The question is how much control over migration the government had gained by preventing the return journey of refugees. Last year, approximately 11,000 follow-up travelers came to the Netherlands and the intended package of measures directly affected approximately half of those people: 5,500. That is just over 1 percent of total immigration in 2022.
In the aftermath of the cabinet’s fall, the term ‘reunion on reunification’ was also coined. The piling up of asylum applications whereby family members of refugees who have come over in turn bring family members to the Netherlands. There is no evidence yet for the existence of this ‘asylum stacking’. The Immigration Service (IND) has been investigating since July how often family reunification occurs, but still has no answer.
What is less often discussed is that family migration mainly follows labor migration. Last year, almost 40,000 family migrants from outside the EU came to the Netherlands, a quarter of them in the context of family reunification of refugees.
For every knowledge migrant, an average of one family member comes along, according to documents released last summer after the fall of the government. For every ten (lower educated) labor migrants, 6 family members come along. A large proportion (76 percent) of these family members do not work.
‘The fact that many family migrants come along with labor migrants is important for estimating the costs and benefits of labor migration. For example, attracting labor migrants leads to a greater demand on scarce housing, healthcare and educational facilities due to the family migrants that come with them,’ Pieter van Winden recently analyzed in the economics journal ESB. He is a senior official at the Ministry of Social Affairs and Employment.
Politicians from right to left have been united on one migration topic for years: the deportation of rejected asylum seekers. ‘We will smoothen the faltering return of rejected asylum seekers’, GroenLinks-PvdA, for example, promises in its current programme. ‘Illegals should be detained or deported,’ says the PVV. Coalition parties VVD, D66, CDA and CU agreed in their coalition agreement that ‘people who are not lawfully allowed to stay in the Netherlands must return to their country of origin’.
Then the reality. Returning foreigners is becoming increasingly difficult. The responsible Return and Departure Service (DT&V) released this message last July.

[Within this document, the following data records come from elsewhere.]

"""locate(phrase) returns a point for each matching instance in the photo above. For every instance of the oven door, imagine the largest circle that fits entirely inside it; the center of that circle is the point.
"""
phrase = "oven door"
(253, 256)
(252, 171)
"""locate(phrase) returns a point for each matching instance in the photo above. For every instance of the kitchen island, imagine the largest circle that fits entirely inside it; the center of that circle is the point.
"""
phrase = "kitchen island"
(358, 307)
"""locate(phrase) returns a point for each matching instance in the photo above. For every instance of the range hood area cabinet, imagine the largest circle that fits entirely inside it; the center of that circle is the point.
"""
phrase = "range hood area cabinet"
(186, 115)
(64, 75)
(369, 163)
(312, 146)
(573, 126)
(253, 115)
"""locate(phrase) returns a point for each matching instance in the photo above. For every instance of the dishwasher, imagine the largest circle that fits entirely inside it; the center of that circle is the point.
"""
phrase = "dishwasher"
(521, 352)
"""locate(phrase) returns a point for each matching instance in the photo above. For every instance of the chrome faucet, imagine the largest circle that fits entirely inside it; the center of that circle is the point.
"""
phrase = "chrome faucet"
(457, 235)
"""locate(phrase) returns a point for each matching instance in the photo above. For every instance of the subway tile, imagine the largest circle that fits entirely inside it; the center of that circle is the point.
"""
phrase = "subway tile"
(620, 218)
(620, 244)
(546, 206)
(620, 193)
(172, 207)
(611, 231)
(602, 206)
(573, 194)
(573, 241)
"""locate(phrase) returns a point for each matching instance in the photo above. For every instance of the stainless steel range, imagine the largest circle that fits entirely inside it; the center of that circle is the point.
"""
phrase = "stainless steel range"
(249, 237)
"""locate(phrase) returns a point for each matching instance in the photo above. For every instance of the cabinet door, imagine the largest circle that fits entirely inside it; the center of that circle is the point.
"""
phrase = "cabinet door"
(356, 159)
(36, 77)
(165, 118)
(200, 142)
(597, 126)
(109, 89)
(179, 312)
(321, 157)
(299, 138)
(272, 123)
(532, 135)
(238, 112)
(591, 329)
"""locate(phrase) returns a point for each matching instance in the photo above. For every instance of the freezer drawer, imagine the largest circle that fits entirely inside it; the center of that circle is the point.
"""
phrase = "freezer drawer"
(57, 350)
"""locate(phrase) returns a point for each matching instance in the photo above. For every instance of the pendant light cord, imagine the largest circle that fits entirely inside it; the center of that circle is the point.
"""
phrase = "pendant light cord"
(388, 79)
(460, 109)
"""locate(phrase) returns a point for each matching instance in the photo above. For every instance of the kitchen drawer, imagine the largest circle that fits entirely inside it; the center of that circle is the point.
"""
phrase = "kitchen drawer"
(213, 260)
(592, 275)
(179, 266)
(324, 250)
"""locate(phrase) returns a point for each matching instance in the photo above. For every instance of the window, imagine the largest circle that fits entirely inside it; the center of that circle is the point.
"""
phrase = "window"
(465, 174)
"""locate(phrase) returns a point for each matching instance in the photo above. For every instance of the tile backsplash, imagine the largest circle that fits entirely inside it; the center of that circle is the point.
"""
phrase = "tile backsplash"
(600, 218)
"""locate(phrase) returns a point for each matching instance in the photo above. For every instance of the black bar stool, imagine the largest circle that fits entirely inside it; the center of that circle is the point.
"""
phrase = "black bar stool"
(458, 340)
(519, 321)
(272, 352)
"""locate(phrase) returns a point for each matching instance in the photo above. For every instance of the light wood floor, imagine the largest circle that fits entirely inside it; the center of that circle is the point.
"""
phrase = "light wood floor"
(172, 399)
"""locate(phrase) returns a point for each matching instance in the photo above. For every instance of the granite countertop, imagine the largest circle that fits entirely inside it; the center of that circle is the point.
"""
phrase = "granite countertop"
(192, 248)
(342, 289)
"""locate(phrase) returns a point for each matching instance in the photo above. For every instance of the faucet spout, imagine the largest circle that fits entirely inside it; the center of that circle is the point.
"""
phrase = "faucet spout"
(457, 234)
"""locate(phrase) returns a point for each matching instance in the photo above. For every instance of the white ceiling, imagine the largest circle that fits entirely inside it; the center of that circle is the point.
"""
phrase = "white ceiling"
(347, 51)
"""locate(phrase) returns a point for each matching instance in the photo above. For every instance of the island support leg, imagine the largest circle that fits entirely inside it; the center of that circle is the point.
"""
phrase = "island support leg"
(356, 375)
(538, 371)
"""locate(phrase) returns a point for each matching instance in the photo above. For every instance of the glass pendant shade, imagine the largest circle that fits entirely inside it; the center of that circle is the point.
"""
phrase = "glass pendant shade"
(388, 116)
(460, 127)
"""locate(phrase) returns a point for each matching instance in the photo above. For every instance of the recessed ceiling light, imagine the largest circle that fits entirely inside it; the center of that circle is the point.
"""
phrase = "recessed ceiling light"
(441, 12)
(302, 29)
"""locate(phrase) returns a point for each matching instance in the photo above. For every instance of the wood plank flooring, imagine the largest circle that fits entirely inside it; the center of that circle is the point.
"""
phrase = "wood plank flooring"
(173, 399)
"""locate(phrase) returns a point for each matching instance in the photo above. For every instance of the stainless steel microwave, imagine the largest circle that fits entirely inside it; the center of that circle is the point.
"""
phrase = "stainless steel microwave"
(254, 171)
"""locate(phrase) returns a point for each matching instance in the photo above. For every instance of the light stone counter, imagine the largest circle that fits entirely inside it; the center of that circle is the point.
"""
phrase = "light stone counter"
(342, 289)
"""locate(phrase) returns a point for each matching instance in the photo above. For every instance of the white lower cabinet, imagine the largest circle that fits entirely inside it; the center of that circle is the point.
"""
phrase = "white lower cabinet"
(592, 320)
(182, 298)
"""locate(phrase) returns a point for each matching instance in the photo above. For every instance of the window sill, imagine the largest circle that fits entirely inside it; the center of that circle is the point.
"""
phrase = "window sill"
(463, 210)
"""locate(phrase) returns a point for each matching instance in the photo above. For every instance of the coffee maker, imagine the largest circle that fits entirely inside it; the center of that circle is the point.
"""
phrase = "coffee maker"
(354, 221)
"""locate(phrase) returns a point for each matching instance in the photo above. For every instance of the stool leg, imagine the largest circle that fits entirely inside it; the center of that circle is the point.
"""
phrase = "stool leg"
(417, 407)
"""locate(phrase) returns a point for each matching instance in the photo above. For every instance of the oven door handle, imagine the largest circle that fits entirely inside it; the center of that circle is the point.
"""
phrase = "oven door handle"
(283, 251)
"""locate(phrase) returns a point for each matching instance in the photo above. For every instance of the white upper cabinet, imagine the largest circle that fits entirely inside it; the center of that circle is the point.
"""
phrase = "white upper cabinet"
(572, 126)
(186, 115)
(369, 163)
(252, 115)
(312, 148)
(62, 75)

Every year, the service successfully returns several thousand foreigners, often no more than two thousand of them forcibly. Compared to the arrival of hundreds of thousands of immigrants, this is only a fraction of the total.
In the largest group of ‘outflows’ it is doubtful whether those people have really left the Netherlands. They left ‘independently without supervision’. This means: the foreigner is no longer at the last known address. It is not known where it went.

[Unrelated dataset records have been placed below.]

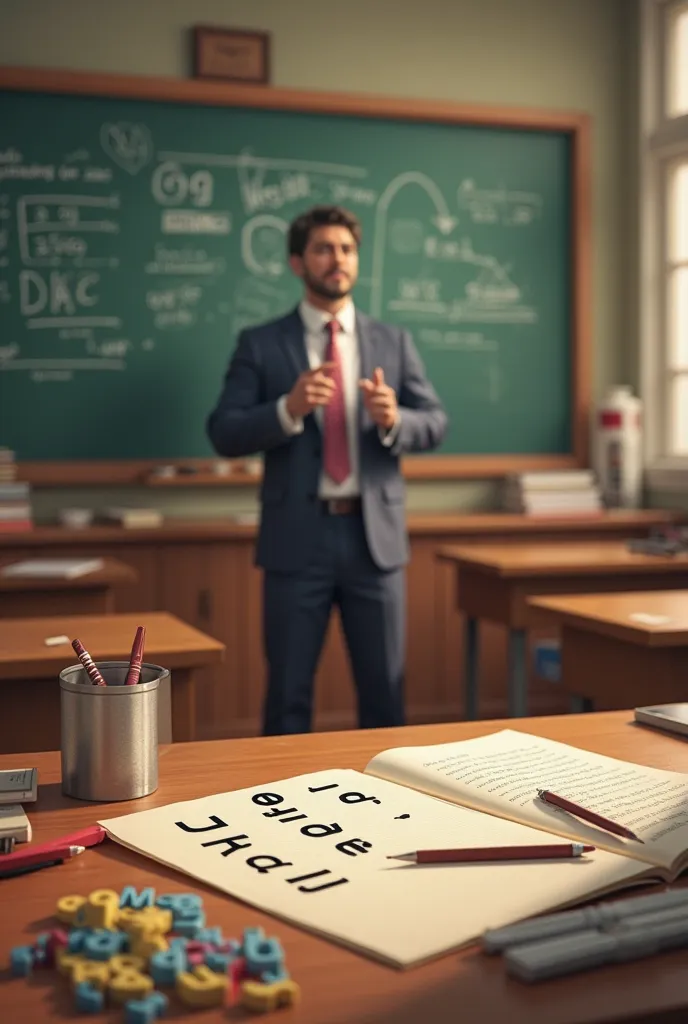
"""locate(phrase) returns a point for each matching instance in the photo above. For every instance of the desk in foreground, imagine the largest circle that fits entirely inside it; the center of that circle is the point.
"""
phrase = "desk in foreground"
(29, 670)
(340, 986)
(496, 582)
(621, 650)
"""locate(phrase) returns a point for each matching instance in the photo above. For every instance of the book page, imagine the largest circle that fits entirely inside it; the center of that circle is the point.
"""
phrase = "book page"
(501, 773)
(313, 850)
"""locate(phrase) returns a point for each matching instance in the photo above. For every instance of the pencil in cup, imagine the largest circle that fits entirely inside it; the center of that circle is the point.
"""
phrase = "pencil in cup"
(88, 664)
(136, 657)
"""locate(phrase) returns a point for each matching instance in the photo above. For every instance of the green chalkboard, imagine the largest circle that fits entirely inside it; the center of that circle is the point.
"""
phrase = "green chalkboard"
(139, 233)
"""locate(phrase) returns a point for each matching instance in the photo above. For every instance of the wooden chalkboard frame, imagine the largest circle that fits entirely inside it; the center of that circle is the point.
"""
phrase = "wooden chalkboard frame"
(575, 125)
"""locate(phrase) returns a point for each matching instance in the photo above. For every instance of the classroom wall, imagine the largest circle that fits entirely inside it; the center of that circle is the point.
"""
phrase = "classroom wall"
(574, 54)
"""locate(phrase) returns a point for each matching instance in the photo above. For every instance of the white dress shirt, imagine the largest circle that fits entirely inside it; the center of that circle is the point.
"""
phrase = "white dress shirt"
(316, 341)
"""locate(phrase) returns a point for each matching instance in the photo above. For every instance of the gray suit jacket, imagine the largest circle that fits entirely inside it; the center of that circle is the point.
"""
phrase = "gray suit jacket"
(265, 365)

There is no easy solution because the Netherlands is dependent on the country of origin when returning migrants. The example of Morocco is exemplary. A 2021 deal with the country was sold in politics in The Hague as a ‘breakthrough’ for Dutch migration policy. Finally, Moroccans would be forcibly deported. But after more than a year and a half, the counter stood at 125 Moroccans who had returned. The majority of those people returned to Morocco voluntarily. That was possible before the ‘Morocco deal’ was concluded, even though.
The return of migrants within Europe is also difficult. According to the so-called Dublin Regulation, foreigners often have to return to the country where they first entered the EU. In practice this hardly happens. Last year, 860 persons were demonstrably transferred to a total of 23 EU member states. Politicians have been promising to fix the Dublin scheme for years. No one has succeeded in this yet.